What does artificial intelligence see when it looks at your city? I recently created a Twitter bot in Python called CityDescriber that takes popular photos of cities from Reddit and describes them using Microsoft’s computer vision AI. The bot typically does pretty well with straightforward images of city skylines and street scenes:
an aerial view of a city at night pic.twitter.com/liJSmtrgTK
— City Describer (@CityDescriber) September 20, 2017
a group of people walking across a snow covered street pic.twitter.com/TujM8ugH9s
— City Describer (@CityDescriber) September 19, 2017
Some are even kind of wryly poetic, such as this description of Los Angeles:
a group of palm trees with a building in the background pic.twitter.com/xMD3j3Lnu5
— City Describer (@CityDescriber) September 16, 2017
Or this description of San Francisco:
a bunch of old buildings pic.twitter.com/FqiSCIwkS5
— City Describer (@CityDescriber) September 9, 2017
But the AI sometimes struggles with other photos. And when it’s wrong, it’s often hilariously far-off:
a stack of flyers on a table pic.twitter.com/S8M3wNWf2g
— City Describer (@CityDescriber) September 14, 2017
a bunch of bananas pic.twitter.com/4ml3qDhOdK
— City Describer (@CityDescriber) September 28, 2017
a large jetliner sitting on top of a mountain pic.twitter.com/p7SbXJVFOH
— City Describer (@CityDescriber) September 27, 2017
a circuit board on a city street pic.twitter.com/IuRNodSVpx
— City Describer (@CityDescriber) September 23, 2017
a close up of person riding a bike down a dirt road pic.twitter.com/bbERwF9e7Y
— City Describer (@CityDescriber) September 20, 2017
a group of people on a beach pic.twitter.com/qAHe3yEqGO
— City Describer (@CityDescriber) September 17, 2017
a table full of food pic.twitter.com/it9320OKfS
— City Describer (@CityDescriber) September 14, 2017
a view of a cactus pic.twitter.com/BkV0DSinPx
— City Describer (@CityDescriber) September 11, 2017
a traffic light hanging from a tree pic.twitter.com/Am9F0ldx1T
— City Describer (@CityDescriber) September 10, 2017
There has been much discussion recently (example) about the impact that computer vision — and machine learning more generally — could have on urban studies and urban planning… for better or for worse. On one hand, we can develop and train better models for more accurate insights into urban patterns and urban change. Modeling has always been a useful tool in the planning toolkit, and new data science methods might be able to make planners more efficient and accurate.
On the other hand, planners should be cautious and critical of claims about using AI to “solve” cities. Machine learning models are no better than their training, and biases in training data and researchers can result in biased estimates and predictions. Despite some popular accounts, AI and big data do not spell the end of theory.

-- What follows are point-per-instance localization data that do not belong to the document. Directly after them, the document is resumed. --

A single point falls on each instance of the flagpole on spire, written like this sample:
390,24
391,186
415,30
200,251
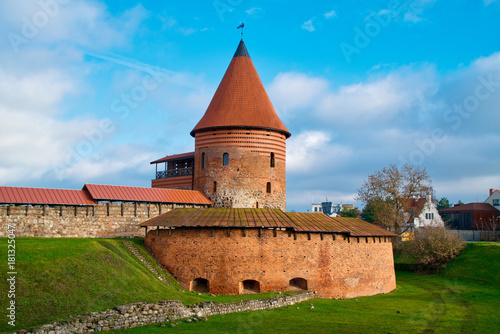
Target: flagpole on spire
241,26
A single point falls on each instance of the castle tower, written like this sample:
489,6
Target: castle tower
240,142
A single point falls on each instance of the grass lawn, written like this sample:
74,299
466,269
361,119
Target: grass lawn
464,298
60,278
102,273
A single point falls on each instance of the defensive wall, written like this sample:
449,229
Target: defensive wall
245,260
103,220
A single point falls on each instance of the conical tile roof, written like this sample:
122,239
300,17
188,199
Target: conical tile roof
241,100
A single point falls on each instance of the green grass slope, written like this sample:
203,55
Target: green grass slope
462,299
60,278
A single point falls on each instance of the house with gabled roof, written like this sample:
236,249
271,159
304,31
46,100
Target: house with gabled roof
494,198
422,212
247,242
216,217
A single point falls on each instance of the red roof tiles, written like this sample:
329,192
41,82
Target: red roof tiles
469,208
268,218
137,194
93,192
21,195
241,100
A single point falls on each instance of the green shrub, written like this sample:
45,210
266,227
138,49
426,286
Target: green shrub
431,248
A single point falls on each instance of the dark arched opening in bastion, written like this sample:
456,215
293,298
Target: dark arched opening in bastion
249,286
199,285
297,283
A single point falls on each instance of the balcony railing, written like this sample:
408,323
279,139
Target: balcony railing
164,174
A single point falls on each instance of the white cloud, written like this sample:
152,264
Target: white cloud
294,90
82,23
330,14
308,25
169,23
380,98
416,9
311,150
254,11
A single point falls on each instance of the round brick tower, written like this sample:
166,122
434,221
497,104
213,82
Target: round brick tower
240,148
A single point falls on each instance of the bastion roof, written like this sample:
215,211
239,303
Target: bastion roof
266,218
241,100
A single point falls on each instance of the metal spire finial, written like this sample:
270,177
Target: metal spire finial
241,26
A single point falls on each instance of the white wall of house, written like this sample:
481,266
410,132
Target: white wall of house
429,216
494,199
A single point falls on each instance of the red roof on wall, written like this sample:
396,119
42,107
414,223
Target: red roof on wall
241,100
94,192
21,195
137,194
268,218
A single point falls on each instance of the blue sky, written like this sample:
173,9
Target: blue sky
92,91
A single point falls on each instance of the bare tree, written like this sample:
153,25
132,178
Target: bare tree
388,192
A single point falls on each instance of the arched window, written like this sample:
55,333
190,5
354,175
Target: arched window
200,285
297,283
250,286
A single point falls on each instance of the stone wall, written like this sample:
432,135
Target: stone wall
227,261
105,220
140,314
243,183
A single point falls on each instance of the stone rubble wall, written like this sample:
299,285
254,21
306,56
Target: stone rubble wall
141,314
104,220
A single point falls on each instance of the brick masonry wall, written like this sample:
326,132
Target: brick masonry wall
140,314
340,268
241,184
105,220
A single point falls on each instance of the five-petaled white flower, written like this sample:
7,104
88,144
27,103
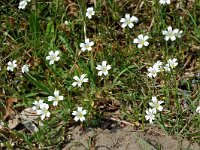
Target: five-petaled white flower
141,40
55,98
79,81
66,23
128,21
79,114
22,4
25,68
156,104
158,64
43,111
150,115
167,68
164,2
172,63
170,34
103,68
153,71
178,33
37,104
198,109
87,45
11,65
53,56
90,12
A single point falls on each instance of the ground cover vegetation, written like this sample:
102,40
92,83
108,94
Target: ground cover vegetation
67,63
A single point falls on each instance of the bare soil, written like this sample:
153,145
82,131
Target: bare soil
125,138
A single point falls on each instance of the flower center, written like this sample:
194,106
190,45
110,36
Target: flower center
104,69
80,114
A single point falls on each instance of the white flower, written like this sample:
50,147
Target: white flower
164,2
141,41
79,81
153,71
167,68
156,104
158,64
169,34
37,104
90,12
79,114
53,56
150,115
66,23
103,68
172,62
22,4
43,111
198,109
178,33
128,21
87,45
55,98
11,65
25,68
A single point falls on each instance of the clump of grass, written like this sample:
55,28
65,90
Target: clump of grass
94,43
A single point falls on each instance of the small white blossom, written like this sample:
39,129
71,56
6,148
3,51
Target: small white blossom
90,12
158,64
11,65
141,40
178,33
37,104
79,81
150,115
43,111
103,68
167,68
56,98
153,71
79,114
87,45
172,63
22,4
128,21
169,34
198,109
53,56
156,104
25,68
164,2
66,23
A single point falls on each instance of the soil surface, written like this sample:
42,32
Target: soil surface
125,138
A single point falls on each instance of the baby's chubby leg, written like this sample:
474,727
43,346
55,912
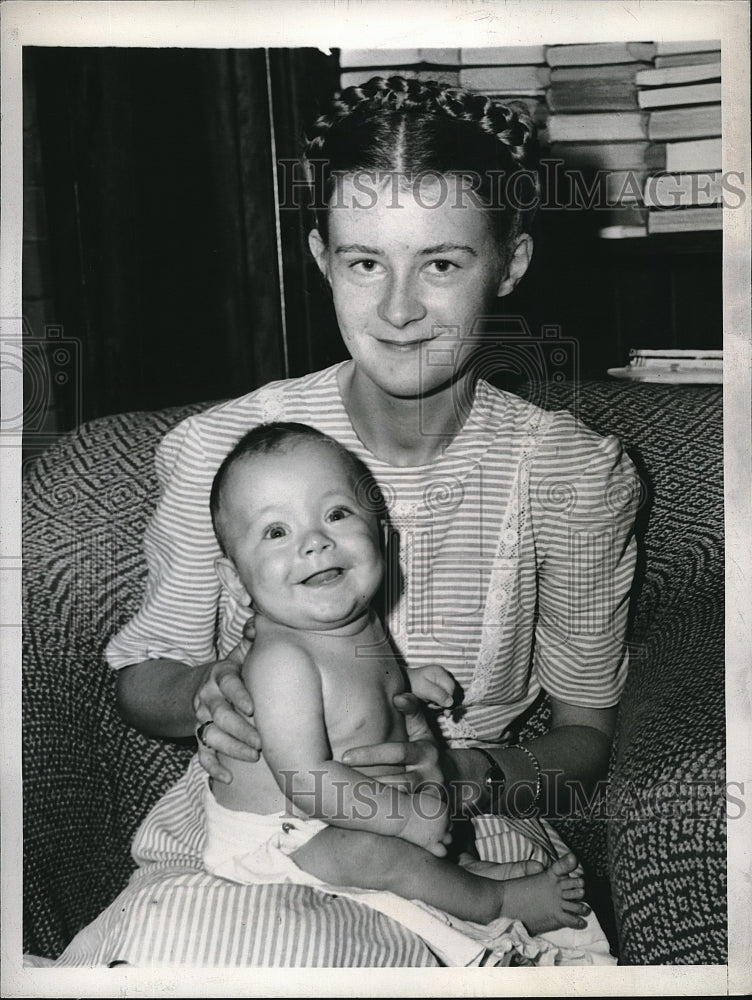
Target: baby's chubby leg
543,902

Perhaps the CityDescriber bot showed one aspect of this in a light-hearted way. I don’t mean to broadly mock Microsoft’s algorithm: in fact, it tends to describe most of these photos in a literal, accurate, and mundane way. This is a substantial accomplishment. But what about the descriptions that are just bafflingly incorrect? The AI saw something that triggered a completely incorrect prediction, even though a child could recognize the photo’s contents in an instant. In particular, it seems to have not been well-trained on aerial shots looking down on cities.
As planners and researchers, we need to consider artificial intelligence and machine learning with some enthusiasm and some skepticism. What exactly are the models telling us? Why? What are their biases? How do they reinforce entrenched biases that came built-into their training data? What do they “see”… and what do they not see? Researchers may strive to build objective models, but they usually reflect our own experiences and points of view. As planners, we need to be cognizant of this as we increasingly use machine learning over the next decade to better understand cities and their citizens.

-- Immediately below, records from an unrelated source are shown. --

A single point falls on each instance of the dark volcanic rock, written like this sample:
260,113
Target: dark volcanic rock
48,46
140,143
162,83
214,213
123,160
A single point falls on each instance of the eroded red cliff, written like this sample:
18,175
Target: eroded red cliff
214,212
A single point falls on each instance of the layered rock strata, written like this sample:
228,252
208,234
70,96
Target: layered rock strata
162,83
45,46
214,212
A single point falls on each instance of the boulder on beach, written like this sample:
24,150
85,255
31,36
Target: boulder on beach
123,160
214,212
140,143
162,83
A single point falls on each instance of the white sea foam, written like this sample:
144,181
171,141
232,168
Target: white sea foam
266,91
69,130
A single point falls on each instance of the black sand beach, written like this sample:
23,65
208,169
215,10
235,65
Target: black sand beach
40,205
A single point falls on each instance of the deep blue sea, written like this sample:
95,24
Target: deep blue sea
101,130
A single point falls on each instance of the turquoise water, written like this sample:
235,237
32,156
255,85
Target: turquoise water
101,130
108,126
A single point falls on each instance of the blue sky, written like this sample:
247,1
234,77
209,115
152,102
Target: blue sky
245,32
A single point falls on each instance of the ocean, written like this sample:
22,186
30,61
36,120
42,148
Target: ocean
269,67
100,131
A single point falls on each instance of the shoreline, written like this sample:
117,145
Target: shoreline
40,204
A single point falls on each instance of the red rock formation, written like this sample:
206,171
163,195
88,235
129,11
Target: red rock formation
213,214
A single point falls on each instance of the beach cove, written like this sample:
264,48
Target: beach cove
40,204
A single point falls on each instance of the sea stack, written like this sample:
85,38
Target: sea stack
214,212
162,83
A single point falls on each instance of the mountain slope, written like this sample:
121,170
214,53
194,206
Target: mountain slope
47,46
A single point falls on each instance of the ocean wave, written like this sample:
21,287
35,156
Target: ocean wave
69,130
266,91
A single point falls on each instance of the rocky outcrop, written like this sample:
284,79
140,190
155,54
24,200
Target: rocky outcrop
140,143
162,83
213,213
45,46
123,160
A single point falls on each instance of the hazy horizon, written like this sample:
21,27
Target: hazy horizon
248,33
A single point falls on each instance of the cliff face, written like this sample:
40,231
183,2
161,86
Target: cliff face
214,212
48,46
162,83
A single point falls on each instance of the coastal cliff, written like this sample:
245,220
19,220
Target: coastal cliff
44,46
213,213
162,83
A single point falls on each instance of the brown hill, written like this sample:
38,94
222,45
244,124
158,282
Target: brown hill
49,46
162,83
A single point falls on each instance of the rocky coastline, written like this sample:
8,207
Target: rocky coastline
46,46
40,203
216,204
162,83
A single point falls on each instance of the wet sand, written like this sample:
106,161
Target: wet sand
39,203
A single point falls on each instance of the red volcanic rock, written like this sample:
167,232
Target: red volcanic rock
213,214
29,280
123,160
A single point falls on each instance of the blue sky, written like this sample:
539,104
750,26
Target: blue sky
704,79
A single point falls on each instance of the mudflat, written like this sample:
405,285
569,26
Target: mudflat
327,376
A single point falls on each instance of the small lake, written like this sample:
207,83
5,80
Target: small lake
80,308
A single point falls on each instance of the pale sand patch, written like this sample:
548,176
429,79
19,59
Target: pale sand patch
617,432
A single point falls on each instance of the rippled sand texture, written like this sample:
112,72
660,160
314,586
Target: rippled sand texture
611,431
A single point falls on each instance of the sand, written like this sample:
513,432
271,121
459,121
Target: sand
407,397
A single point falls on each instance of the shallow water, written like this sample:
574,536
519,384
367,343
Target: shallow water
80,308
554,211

3 replies on “Describing Cities with Computer Vision”
This is so weird, I also made a Twitter bot that describes images from reddit. In my case, from https://www.reddit.com/r/FoodPorn/
The bot is https://twitter.com/foodDescBot (it’s turned off because a problem I have to solve with Azure) and does a pretty good job!
Also using Microsoft’s computer vision API
That’s really cool, despite the howlers :) Have you released the source code for it? Would love to see how you hooked the bits together.